The relevant literature survey for this paper is mentioned in section –2. The proposed machine learning-based legal support system is described in section –3. The result generated from our proposed system is stated in section –4. The conclusion drawn from this paper is finally mentioned in section –5.
Literature survey
In today’s digital era, machine learning is applied in the multivariate domain like medicine, geology, agriculture, text analysis [10–17], etc. Researchers have been developing techniques to find better accuracy in recognizing characters with the help of optical character recognition (OCR). For example, Phangtriastu et al. [18] merged some feature extraction techniques like the histogram of oriented gradients (HOG), zoning algorithm, and projection profile with the help of the standard classifiers, namely: support vector machine (SVM) and artificial neural network (ANN). Likewise, Mithe, Indalkar, and Divekar [19] proposed a character recognition method using tesseract (a text recognition OCR engine) in the android system. Another researcher, Pawar et al. [20], also worked on implementing a tesseract optical character recognition (OCR) engine to extract textual data from scanned documents or images.

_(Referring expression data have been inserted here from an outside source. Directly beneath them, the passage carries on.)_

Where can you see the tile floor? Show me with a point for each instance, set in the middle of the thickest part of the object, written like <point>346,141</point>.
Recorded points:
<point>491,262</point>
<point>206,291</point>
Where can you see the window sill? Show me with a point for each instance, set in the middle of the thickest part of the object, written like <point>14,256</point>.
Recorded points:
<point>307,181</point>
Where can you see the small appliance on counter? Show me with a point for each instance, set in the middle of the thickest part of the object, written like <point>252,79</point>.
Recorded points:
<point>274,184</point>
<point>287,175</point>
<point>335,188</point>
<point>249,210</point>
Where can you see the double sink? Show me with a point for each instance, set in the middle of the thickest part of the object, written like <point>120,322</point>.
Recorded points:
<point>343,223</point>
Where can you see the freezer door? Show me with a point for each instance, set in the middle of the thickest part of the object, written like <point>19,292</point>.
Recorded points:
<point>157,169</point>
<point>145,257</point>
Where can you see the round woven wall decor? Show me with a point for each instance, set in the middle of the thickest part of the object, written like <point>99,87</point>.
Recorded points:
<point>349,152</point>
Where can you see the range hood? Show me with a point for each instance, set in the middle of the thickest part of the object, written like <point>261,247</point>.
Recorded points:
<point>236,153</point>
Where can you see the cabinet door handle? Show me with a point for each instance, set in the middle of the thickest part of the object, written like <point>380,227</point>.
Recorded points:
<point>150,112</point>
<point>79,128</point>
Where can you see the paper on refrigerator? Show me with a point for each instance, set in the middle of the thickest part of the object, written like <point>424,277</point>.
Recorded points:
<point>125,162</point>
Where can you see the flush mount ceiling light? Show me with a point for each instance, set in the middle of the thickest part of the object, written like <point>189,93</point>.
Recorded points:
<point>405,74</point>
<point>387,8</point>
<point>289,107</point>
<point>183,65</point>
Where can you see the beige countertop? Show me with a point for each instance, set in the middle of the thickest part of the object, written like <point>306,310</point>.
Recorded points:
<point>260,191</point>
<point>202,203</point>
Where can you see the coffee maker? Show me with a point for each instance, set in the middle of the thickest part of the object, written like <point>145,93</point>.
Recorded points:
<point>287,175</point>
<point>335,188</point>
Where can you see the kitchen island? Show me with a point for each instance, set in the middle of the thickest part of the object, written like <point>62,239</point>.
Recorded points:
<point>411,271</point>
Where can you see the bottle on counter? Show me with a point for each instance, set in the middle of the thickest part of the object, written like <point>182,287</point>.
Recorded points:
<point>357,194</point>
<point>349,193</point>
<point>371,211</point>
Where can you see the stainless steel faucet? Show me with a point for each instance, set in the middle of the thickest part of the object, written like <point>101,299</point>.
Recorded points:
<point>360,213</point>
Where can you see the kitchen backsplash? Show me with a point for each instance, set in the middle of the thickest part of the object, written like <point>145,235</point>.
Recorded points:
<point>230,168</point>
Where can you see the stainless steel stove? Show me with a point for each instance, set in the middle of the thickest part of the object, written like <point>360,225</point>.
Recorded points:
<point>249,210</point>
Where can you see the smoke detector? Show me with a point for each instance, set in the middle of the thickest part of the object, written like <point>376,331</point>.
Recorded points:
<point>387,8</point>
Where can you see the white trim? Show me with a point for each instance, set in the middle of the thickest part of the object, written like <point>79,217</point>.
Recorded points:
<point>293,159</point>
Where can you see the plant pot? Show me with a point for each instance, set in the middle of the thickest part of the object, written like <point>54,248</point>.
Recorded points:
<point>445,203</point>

Similarly, Chanda et al. [21] proposed a system that states the problem of recognizing hand-based characteristics (Chinese, Japanese, Korean and Roman Scripts) with the help of directional chain-code histogram-based features along with the gaussian kernel-based support vector machine. Some of the researchers, namely, Dewa, Fadhilah, and Afiahayati [22], tried to solve OCR problems by implementing CNN to distinguish Javanese script. Similarly, Khadijah et al. [23] used CNN and DNN for the classification of Javanese script. Depending on the knowledge obtained from the above literature, very few works have been done on automated legal text recognition using machine learning methods. Presently, in legal forums, the most common form of inputting the data into computers is through the keyboard, which is perhaps the most time-consuming and effort-intensive operation. Therefore, this paper proposes an intelligent system for argument-based legal text recognition and summarization using the machine learning method to overcome these drawbacks. In this work, a convolutional neural network model (CNN) is proposed using Tensorflow with Keras to work like OCR with better accuracy in less processing time.
Material and methods
In this section, we have proposed our Machine Learning-based legal support system using document image analysis, text recognition, and summarization. It focuses on various textual components of the document image, i.e., textual processing of document image analysis. In Fig. 1, we have shown the schematic diagram of our Machine Learning-based automated legal text recognition and summarization system.

Machine learning architecture for legal text recognition and summarization.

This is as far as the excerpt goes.